Friday, August 11, 2006

EUR USD (1.2770)
Range-traders managed to keep the euro firmly hemmed in yesterday. It is even remarkable that it still trades the same range that was put in place last Friday – and even that was no more than average. Yet much has happened in the meantime: a possible halt to the Fed’s two-year tightening cycle and a major terror alert. The euro met (predictably) good selling as it retested the recent 1.2910 highs. Trading volumes were very robust – especially in the high $1.28s – which means that many people were in on the act (according to market talk, even central banks). The US trade figures were finally just a footnote to the day’s activity. The euro fell thereafter, but not because of the number; traders simply waited for the release to be out of the way before doing what they had planned to do anyway.

Our dip-buying effort from yesterday came unstuck overnight as the single-currency retreated to a 1.2745 low (apologies). But all is not lost. Good support still remains at 1.2710 and this would also merit a ‘last’ bullish strategy (already at 1.2725). The risk-limit would have to be set immediately below as the demand situation deteriorates dangerously thereafter, exposing a risk down to 1.2430. To the upside, any move above 1.2860 would suggest a re-stabilisation.

USD JPY (115.50)
The dollar simply re-traded a familiar near-term range yesterday. Among a mixed market discussion, talk about a revival of carry-trading, a review of the prospects for yuanflexibility and, later on, the implications of oil-price weakness, all made an appearance. No consistent theme developed to suggest that traders adhered to any directional preference. We therefore continue to anticipate further sideways action. We monitor nearby points at 114.90 and 114.50 to the downside, and at 115.90 and 116.75 to the upside.

EUR JPY (147.60)
The cross corrected more forcefully from our tough overhead point yesterday. As mentioned in our last report, the euro has already filled its near-term upside potential, so we can no longer subscribe to the idea of buying on dips. Indeed, a violation of support at 146.10 would open the door to even greater downward correction. Initial demand comes in at 146.90 today. Any rebound will now meet resistance at 147.90. One can even anticipate good supply at 148.70 in case of a move to new highs.

GBP USD (1.8920)
Cable ought now to have moved back to levels that would-be dip-buyers should find attractive.
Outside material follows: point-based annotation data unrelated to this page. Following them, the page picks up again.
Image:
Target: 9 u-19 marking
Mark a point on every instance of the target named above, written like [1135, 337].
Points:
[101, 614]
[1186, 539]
Although it is possible that yesterday’s UK terror alert scared off some buyers, we assume that many of those who had missed out on Sterling’s prior upmove (or who were on the wrong side off it) have had the chance to cover. This will take some of the dynamism out of the uprend, meaning that good supply will already be apparent at 1.9050 and that the risk for more downward corrections to 1.8655 must be considered.

AUD USD (0.7710)
Our previous objective at 0.7710 capped the upswing yesterday and remains the most important overhead hurdle. Beyond there, we would look for further immediate gains to 0.7810. Support, now at 0.7655/60, would serve as a new downside risk-limit for a further bullish strategy – either following a break higher or in the case of an earlier dip.